When he awakened, Asberry Qualls had no idea where he was. He didn’t even know he was Asberry Qualls. His eyes slid open. It was dark, probably night. He looked about the room, rubbing his head. The place looked sanitary, like a hospital. He lay on a bed, his back in a recumbent position. He was wearing a blue gown feeling his bare posterior on the rough sheets. Had he been in an accident? When he heard a tinkling sound, he discovered a tube trailing down a metal pole from a sack filled with clear liquid dripping into his arm.

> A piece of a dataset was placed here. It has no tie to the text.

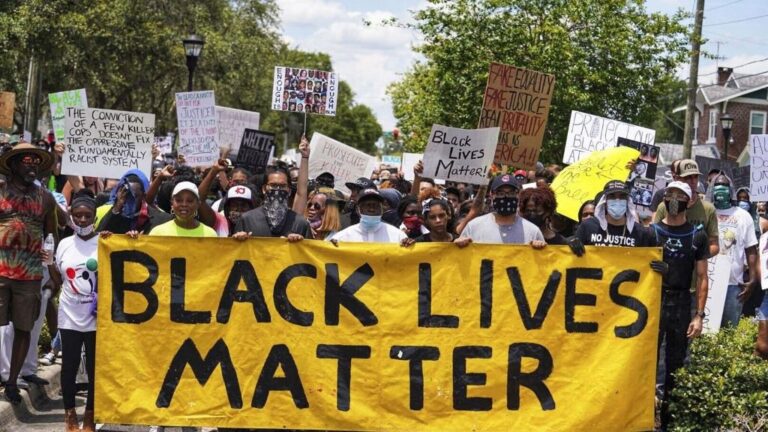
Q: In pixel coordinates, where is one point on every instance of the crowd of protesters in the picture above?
(693, 218)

The door clacked as the U-shaped handle pivoted down. The heavy bolt of the wooden door slid from the frame and someone stepped through. A young woman came into view. It seemed she had not considered that she might have disturbed anyone as she stared down at the metal clipboard in her hands whistling an old swing tune softly.

Asberry looked the young woman over. She was wearing a familiar white uniform. It had soft pink vertical stripes, a white hat, with a laminated plastic badge on her lapel. Her white canvas sneakers didn't make a sound on the linoleum-tiled floor as she approached the bed. Watching her, Asberry considered pretending to be asleep. He had never been in trouble with the police, he didn't know why she was here now, but he wasn't sure he should be dealing with an authority figure in his current mental state. She looked up at him. His time for evasion had expired. With a start, she dropped not only her jaw but her clipboard as well.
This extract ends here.